I ask you – how many of you would have stayed in that effort without quitting? How many would have taken the risk, stayed the course, endured the discomfort for so, so long, without any guarantee of success?

But all most people focus on is that he sold it for multi-millions. They don’t see or feel the hardship he was willing to endure to reach this end game.

So where does this leave us on the issue of giving up? Is it still at “it depends”?

Here are my top 5 takeaways to help you stay the course in the face of uncertainty:

  1. Giving up will feel lousy and will not do a damn thing for your self confidence.
  2. Know the distinction between quitting and giving up. They are very different and done for completely different reasons.
  3. When faced with the “crazy thinking” about giving up, remember your Big Why (there was a major reason you embarked on this thing in the first place. And it was a powerful motivator)
  4. Surround yourself with others who have weathered storms and stayed the course successfully. Do not just find people who love to tell you you have too much on your plate, or you should throw in the towel because the odds are against you (they love saying this so they can justify it when they throw in the towel on things).
  5. Reward yourself for not giving up. Staying power, weathering storms, being able to have stick-to-it-ness is a rare skill and ability and will always be an asset in your tool belt.

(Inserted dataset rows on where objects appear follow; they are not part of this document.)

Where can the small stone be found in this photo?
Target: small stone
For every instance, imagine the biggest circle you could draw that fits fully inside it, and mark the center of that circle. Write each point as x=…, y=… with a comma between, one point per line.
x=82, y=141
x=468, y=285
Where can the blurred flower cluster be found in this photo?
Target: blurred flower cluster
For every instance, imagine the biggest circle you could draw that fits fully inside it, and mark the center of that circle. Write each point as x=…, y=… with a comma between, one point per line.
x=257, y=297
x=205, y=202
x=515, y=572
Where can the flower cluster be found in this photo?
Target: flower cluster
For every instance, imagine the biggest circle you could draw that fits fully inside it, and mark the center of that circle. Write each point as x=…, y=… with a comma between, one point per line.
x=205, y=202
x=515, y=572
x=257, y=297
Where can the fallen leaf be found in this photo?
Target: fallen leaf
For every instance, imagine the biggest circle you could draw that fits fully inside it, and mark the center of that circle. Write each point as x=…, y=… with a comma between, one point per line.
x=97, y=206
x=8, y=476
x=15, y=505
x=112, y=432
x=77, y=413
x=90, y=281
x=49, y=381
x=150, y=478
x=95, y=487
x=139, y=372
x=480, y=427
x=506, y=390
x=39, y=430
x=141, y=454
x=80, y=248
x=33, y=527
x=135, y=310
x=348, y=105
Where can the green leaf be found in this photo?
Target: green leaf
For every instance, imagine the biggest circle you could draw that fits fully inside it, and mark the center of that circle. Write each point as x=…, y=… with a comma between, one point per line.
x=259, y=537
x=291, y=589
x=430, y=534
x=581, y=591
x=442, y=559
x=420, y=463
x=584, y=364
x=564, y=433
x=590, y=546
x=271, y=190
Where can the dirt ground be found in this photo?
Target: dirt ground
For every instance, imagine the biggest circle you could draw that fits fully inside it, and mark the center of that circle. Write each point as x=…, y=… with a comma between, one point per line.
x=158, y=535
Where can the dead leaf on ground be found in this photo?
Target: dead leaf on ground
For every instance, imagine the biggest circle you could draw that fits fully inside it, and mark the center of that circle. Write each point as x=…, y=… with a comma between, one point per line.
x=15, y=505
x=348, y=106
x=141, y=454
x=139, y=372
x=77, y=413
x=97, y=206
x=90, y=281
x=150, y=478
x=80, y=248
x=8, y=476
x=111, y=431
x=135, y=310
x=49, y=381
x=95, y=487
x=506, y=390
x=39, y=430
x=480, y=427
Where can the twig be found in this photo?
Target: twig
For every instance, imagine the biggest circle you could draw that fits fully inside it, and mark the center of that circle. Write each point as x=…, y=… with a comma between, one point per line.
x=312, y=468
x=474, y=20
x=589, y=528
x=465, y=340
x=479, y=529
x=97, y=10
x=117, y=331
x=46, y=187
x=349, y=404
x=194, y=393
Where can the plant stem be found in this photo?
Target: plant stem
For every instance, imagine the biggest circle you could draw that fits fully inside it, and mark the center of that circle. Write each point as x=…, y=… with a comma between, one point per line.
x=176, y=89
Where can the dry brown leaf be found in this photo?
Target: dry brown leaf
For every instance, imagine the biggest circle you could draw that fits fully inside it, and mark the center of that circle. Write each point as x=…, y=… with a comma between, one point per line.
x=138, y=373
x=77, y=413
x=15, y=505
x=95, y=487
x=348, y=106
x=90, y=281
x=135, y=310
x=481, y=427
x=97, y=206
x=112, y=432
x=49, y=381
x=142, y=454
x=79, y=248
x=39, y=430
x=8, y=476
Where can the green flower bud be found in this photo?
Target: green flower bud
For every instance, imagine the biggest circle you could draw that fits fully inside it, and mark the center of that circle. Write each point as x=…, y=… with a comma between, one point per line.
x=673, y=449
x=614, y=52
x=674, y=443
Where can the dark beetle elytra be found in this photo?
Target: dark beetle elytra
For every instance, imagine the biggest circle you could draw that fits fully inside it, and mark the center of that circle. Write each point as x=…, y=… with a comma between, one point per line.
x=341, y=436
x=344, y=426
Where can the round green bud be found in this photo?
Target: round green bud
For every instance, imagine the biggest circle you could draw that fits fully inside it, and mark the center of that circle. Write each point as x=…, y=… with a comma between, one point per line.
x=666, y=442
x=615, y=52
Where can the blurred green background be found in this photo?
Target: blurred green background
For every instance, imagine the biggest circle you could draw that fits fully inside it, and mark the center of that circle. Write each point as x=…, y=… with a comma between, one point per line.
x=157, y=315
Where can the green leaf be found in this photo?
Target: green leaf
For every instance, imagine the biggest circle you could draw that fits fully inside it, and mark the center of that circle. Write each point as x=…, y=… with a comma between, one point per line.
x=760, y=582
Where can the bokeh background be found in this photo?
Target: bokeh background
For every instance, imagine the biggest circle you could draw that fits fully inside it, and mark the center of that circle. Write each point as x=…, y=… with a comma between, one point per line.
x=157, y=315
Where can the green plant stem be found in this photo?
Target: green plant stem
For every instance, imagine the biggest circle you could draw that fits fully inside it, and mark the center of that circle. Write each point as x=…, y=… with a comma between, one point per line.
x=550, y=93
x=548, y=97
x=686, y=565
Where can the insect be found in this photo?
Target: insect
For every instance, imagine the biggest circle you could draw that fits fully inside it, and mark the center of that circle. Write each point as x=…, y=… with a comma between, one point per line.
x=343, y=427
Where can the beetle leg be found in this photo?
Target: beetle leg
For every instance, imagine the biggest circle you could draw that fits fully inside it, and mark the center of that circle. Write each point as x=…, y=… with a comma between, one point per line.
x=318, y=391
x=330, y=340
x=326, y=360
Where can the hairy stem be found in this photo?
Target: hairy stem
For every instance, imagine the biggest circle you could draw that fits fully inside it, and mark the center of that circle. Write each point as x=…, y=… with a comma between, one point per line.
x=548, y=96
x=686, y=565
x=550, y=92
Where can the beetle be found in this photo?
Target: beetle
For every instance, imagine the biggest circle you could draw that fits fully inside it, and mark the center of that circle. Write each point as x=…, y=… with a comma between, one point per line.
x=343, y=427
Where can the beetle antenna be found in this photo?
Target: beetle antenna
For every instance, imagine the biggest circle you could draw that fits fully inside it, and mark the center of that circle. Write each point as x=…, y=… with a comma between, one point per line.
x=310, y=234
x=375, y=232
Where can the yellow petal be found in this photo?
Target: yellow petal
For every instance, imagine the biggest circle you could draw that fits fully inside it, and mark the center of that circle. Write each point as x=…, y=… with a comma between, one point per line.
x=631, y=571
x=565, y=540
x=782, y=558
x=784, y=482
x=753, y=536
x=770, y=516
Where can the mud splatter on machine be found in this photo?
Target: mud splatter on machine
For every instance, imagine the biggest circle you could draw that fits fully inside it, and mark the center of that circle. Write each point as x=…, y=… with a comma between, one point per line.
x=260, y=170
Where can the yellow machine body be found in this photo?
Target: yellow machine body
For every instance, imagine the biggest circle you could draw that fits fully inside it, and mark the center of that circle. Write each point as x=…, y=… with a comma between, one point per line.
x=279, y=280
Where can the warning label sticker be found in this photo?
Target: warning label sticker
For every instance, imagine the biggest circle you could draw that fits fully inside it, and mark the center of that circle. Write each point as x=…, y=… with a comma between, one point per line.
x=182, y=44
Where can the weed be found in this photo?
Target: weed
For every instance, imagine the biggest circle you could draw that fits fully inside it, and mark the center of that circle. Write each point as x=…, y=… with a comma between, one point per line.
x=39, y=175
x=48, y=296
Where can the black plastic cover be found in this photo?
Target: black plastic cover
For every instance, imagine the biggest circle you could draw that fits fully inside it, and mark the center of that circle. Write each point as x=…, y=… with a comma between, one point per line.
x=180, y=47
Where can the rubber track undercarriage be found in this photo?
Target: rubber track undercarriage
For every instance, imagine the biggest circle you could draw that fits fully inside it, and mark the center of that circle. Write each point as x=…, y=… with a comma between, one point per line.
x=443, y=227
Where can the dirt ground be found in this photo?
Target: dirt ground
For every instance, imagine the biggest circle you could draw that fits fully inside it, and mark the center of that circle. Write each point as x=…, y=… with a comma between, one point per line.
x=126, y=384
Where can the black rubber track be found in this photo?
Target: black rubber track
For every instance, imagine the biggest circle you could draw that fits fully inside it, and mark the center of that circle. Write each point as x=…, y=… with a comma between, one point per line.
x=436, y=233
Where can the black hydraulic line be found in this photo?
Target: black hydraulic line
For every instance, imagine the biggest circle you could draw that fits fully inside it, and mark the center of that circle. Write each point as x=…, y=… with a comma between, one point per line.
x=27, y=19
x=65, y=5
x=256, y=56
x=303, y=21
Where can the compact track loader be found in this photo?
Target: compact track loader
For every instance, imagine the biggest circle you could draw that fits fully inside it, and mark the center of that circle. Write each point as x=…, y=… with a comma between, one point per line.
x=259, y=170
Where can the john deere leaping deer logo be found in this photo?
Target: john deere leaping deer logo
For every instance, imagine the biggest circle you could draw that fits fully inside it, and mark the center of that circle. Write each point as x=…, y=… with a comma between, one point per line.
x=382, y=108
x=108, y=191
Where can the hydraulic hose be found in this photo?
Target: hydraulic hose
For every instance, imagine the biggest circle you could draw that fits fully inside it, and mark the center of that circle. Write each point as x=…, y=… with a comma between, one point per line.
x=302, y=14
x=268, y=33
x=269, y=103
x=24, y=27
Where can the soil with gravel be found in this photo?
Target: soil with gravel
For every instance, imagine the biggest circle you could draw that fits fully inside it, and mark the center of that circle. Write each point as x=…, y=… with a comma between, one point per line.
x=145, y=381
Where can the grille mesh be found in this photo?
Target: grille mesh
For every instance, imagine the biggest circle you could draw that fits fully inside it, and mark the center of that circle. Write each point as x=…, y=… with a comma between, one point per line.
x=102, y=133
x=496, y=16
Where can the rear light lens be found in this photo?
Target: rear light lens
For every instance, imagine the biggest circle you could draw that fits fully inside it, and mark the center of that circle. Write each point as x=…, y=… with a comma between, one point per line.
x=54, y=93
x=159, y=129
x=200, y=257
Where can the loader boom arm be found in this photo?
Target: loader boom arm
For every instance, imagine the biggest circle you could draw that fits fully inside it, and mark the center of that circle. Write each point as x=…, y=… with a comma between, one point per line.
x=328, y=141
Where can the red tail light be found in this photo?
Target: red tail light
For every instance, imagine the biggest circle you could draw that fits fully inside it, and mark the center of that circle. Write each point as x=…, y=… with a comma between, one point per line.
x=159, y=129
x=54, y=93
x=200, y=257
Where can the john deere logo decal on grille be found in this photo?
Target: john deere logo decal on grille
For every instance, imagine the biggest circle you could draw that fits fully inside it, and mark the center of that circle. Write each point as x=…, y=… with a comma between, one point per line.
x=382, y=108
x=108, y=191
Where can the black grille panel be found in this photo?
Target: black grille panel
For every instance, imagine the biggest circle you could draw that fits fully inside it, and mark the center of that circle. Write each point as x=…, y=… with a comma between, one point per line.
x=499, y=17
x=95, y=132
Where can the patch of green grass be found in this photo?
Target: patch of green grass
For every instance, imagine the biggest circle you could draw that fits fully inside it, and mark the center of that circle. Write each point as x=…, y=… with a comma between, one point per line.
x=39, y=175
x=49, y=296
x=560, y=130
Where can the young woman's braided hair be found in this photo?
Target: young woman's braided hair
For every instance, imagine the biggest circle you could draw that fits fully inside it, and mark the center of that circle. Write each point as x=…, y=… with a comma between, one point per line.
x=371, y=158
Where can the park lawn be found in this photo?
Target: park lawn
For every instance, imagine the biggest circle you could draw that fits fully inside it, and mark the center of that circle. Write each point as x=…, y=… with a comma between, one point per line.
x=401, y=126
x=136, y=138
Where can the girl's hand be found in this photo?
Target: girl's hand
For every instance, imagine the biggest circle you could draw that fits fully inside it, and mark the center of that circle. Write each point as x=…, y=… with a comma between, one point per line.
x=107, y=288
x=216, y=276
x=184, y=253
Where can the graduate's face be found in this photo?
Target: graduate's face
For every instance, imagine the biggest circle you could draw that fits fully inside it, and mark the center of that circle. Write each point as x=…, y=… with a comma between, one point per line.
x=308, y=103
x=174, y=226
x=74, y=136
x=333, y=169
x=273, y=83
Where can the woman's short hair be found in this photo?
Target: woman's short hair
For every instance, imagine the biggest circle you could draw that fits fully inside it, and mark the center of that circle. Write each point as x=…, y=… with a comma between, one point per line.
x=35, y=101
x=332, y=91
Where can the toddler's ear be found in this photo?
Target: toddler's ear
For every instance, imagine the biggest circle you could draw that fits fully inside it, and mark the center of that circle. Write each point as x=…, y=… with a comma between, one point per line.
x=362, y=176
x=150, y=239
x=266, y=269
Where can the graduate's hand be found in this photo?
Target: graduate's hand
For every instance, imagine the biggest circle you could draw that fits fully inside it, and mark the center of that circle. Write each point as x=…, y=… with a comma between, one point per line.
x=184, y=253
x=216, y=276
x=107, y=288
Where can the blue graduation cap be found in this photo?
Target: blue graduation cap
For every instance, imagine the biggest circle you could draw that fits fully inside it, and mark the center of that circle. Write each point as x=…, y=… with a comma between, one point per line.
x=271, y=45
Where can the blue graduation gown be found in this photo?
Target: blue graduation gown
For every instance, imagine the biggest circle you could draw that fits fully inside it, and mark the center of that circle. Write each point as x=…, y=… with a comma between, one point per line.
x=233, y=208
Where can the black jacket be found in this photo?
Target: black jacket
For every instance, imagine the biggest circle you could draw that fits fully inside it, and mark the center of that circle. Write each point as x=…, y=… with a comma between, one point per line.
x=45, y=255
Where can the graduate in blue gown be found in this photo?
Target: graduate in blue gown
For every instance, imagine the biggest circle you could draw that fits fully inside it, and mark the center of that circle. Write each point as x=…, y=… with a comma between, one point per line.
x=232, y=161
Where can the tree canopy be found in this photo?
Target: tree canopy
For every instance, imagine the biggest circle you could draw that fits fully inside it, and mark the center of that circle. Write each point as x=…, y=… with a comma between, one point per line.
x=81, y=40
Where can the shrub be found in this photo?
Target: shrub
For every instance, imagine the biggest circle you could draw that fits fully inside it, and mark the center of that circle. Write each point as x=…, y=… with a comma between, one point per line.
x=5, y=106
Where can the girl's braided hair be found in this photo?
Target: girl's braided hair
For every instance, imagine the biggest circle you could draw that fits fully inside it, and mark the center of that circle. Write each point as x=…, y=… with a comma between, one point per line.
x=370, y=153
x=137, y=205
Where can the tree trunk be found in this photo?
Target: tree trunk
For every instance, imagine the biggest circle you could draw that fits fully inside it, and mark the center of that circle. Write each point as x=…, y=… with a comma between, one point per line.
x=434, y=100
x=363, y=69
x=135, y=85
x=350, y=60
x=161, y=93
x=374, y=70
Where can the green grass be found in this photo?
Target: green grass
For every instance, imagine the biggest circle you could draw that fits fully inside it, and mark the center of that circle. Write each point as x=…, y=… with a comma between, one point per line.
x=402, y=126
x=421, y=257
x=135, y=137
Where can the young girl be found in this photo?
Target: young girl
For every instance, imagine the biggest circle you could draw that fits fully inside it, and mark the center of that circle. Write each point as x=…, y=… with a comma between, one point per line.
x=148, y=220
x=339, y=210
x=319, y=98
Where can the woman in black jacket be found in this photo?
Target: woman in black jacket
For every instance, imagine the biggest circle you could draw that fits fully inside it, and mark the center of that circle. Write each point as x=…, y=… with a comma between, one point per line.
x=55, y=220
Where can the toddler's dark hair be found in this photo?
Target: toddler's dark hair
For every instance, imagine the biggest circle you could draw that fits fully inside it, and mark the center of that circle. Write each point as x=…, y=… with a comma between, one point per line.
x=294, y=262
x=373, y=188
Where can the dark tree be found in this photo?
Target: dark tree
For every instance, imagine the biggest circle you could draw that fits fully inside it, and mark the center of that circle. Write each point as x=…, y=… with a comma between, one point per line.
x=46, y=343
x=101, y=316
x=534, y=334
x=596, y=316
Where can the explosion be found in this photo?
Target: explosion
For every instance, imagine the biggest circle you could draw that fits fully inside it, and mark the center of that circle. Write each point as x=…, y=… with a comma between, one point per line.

While I’m not all that much in alignment with Seth Godin’s take on this topic, I do agree with his advice in this area:

“…. the worst time to quit is when you’re feeling the most pain.”

One of the quotes that I read as I was researching for this piece really hit home for me, so it’s what I’ll leave you with in closing:

Giving up is always an option, but it is never my choice.



  1. I think we are talking apples and oranges here. In the sports arena, quitting, quitting on a coach, quitting on teammates during a game or season is unacceptable. (Yes, there are always exceptions) But as a business coach, assisting people with realizing their dreams, I think we have to be careful about what we call quitting or giving up. In your story about the apartment seeker site, the developer toiled for three long years before hitting it big. Depending on his initial reasons for starting the business, he “Gave up” on managing the site because of the huge reward. Others may give up for much larger rewards that we will never know about. Here is a story of my own. I client of mine had a business with one employee that was not doing as well as others around the nation in larger cities. He complained to me constantly about why the model did not work locally. His wife was complaining that he was not bringing home enough money. He had one kid in college, one still in high school and special needs child in their early 20s. He was difficult to talk to and to stay positive with. I coached him on the possibility of gaining full time employment. Long story short, the moment he accepted a full time position with a firm, he was a new man. Acted different, talked different, had a bounce in his step. It has been three years and he is very successful. Sometimes we are not that good at what we are currently doing. We may need small tweaks or wholesale changes in our career. We are lucky if someone we trust helps point that out to us so that we can quit?, give up? course correct! I think you are a very smart person to know when to make adjustments, big or small, before implosion.

    • You make a very excellent point,Tom.
      To clarify, in my post I talked about quitting as being a logical, well-thought out decision, and that when something no longer serves you or your life/values, that is one thing.
      In the case of the developer, his goal was always to build the business and sell it for the right price, so selling it was not giving up – it was in his plan.
      In the case of your client, he wasn’t giving up – he was choosing to take a path that fit him and his family much better, when the other didn’t.
      The giving up is coming from a different mindset.
      Thanks for sharing your experience!